Busco o escritor dentro de cada um, e não precisa escrever. Basta apreciar a leitura, ou não gostar .É o escritor quem está se manifestando. Se derem um chance , ele vai acordando e, até dará textos belos, poemas lindos. Tudo poderá ficar dentro de uma gaveta, no computador, ser deletado, ou até se transformar em belo livro ou fazer parte de alguma antologia.

Por isso, querido leitor que me dá ouvidos, vamos , vamos, vamos!

Vamos ler, escrever, assistir os filmes que adoramos e nunca mais tivemos tempo para rever, conversar mais com nossos parentes e amigos, mesmo à distância.
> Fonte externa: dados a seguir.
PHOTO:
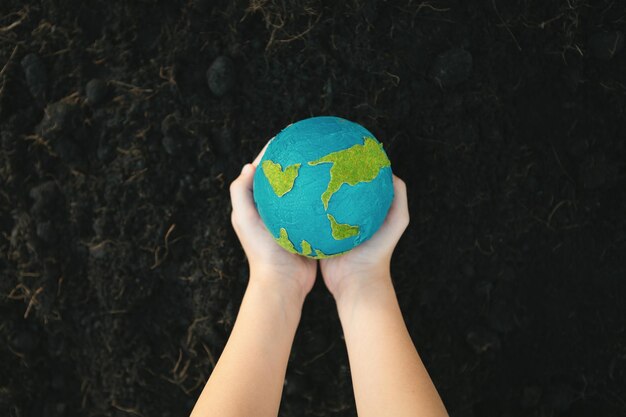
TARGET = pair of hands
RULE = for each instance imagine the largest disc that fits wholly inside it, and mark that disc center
(294, 275)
Mas vale a pena contar a eles o quão importantes são em nossas vidas. Temos tempo!

Que tudo volte ao normal, em breve.

Por enquanto, maestro música e Champanhe de Peppino de Capri.

Se quiserem acompanhar esta crônica com uma Moet, maravilha.

Até qualquer dia, ou qualquer noite, sempre com entusiasmo de quem está em Retiro Cultural.

Que “Tua seja a terra. E o céu também”!

(Anita Zippin, advogada, jornalista, escritora, presidente da Academia de Letras José de Alencar, ocupante da cadeira patronímica 7- patrono Humberto de Campos).

“O sono”, 1937.

 

ABSURDO (Arioswaldo Trancoso Cruz)

Planeta Terra, 2020

É tão válido representar um modo de aprisionamento por outro, quanto representar qualquer outra coisa que de fato existe por alguma coisa que não existe”. Daniel Defoe, (In “A Peste”- Albert Camus, 1947).

Se hoje a nossa existência é um pélago profundo,

tudo ao nosso redor nos abate e amedronta,

invisível algoz nos castiga e afronta

com a dor mais cruel dentre os males do mundo;

Se vedado é o viver em convívio fecundo,

virulento, aleatório, o morrer nos confronta

essa ausência do amor que, liberto, desponta,

é de o homem cismar, sério e meditabundo:

– É mister que se feche a caixa de pandora!

Antes, deixe-lhe o fundo o brilho da esperança

por um retorno à paz, farol da liberdade.

Canto o instante feliz que bem próximo aflora,

pois purgado é o sofrer, e o direito à bonança

por merecer já o fez a pobre humanidade.

(Arioswaldo Trancoso Cruz, professor, poeta e escritor, 1a. vice-Presidente da Academia de Letras José de Alencar, ocupante da cadeira patronímica 24, patrono Castro Alves).

“Girafa em chamas”, 1936.

 

MAR CORÔNICO (Alberto Vellozo Machado)

(maio/2020)

Estamos, vários dias, navegando num mar corônico.

Em casas/naus trancados.

Grilhões: no isolamento atados.

Dúvidas anseios ansiedade.

Ajudaria sair, correr, falar, tocar: intimidade!

Entorpeceria, um momento,

Da doença o tempo.

Moléstia de Gaia, engendrada por seus filhos,

Agora, temerosos, nos tugúrios encolhidos.

Ajudaria o beijo, o abraço,

Os queridos, enlaçados, eon demorado.

Passará este dilúvio, esta lava de vulcão humano

Surto da teimosia e engano,

Nos erros persiste, persistiu sempre,

Hábito a não reservar, no presente,

Reflexão sobre as demandas humanas,

As reais.

Trancam-se, as pessoas, exasperam, insanas.

(Alberto Vellozo Machado, Procurador de Justiça, poeta, escritor, sócio efetivo da Academia de Letras José de Alencar, cadeira 38 – Patrono: Nestor de Castro)

“Cisnes refletindo Elefantes”, 1937.